Update a dataset - Amazon SageMaker

Update a dataset

After importing your initial dataset into Amazon SageMaker Canvas, you might have additional data that you want to add to your dataset. For example, you might get inventory data at the end of every week that you want to add to your dataset. Instead of importing your data multiple times, you can update your existing dataset and add or remove files from it.

Note

You can only update datasets that you have imported through local upload or Amazon S3.

You can update your dataset either manually or automatically. For more information about automatic dataset updates, see Configure automatic updates for a dataset.

Every time you update your dataset, Canvas creates a new version of your dataset. You can only use the latest version of your dataset to build a model or generate predictions. For more information about viewing the version history of your dataset, see View your dataset details.

You can also use dataset updates with automated batch predictions, which starts a batch prediction job whenever you update your dataset. For more information, see Batch predictions in SageMaker Canvas.

The following section describes how to do manual updates to your dataset.

Manually update a dataset

To do a manual update, do the following:

  1. Open the SageMaker Canvas application.

  2. In the left navigation pane, choose Datasets.

  3. From the list of datasets, choose the dataset you want to update.

  4. Choose the Update dataset dropdown menu and choose Manual update. You are taken to the import data workflow.

  5. From the Data source dropdown menu, choose either Local upload or Amazon S3.

  6. The page shows you a preview of your data. From here, you can add or remove files from the dataset. If you’re importing tabular data, the schema of the new files (column names and data types) must match the schema of the existing files. Additionally, your new files must not exceed the maximum dataset size or file size.

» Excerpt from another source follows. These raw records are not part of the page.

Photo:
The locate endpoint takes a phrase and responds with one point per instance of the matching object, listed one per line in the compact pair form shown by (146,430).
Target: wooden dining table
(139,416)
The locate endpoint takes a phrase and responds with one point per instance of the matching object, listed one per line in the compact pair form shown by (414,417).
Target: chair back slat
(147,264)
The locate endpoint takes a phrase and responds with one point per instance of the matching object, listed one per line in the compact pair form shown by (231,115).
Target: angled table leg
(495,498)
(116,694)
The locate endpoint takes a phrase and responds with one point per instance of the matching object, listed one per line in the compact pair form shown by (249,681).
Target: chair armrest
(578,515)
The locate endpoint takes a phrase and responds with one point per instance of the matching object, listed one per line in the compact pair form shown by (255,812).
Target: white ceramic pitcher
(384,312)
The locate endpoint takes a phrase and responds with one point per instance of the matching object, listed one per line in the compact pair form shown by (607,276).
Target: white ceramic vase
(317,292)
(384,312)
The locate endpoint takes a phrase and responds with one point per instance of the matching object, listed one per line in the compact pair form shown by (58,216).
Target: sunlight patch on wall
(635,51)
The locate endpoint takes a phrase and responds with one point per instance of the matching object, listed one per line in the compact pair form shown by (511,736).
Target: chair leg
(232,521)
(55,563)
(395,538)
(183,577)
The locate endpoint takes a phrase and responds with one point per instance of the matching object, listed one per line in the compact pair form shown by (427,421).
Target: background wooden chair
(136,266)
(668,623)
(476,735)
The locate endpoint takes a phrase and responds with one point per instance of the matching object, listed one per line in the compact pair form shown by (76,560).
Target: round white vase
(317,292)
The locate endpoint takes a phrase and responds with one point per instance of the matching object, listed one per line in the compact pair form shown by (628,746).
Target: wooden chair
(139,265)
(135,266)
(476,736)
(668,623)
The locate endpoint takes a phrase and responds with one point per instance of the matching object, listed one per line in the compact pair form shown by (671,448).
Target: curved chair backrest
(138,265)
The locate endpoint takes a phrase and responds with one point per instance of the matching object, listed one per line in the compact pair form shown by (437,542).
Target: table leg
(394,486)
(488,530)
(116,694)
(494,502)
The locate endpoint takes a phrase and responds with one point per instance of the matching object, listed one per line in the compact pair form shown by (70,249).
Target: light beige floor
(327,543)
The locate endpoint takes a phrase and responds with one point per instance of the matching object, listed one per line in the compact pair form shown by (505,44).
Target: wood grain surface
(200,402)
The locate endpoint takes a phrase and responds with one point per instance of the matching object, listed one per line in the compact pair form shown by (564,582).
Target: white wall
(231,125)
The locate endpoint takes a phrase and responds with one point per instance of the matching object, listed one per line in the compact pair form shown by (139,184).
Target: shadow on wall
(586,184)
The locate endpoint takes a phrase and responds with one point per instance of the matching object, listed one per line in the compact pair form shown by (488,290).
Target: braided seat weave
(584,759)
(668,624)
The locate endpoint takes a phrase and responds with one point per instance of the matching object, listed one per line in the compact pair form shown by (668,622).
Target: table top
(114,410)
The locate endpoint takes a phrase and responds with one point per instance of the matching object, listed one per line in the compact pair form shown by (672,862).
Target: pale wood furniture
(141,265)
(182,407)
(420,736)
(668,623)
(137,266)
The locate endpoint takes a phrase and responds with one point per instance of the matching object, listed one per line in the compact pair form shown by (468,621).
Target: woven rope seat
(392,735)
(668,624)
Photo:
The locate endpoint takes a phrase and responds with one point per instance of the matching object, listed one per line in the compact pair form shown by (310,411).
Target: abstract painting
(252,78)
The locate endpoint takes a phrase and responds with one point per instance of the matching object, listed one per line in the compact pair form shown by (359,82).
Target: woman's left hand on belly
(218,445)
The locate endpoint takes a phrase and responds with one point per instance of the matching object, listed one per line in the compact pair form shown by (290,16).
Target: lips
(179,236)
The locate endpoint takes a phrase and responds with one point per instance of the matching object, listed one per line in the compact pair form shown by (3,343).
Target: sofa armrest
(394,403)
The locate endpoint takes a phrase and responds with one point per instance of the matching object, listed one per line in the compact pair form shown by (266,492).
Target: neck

For more information about these limitations, see Import a dataset.

    Note

    If you add a file with the same name as an existing file in your dataset, the new file overwrites the old version of the file.

  7. When you’re ready to save your changes, choose Update dataset.

You should now have a new version of your dataset.

On the Datasets page, you can choose the Version history tab to see all of the versions of your dataset and the history of both manual and automatic updates you’ve made.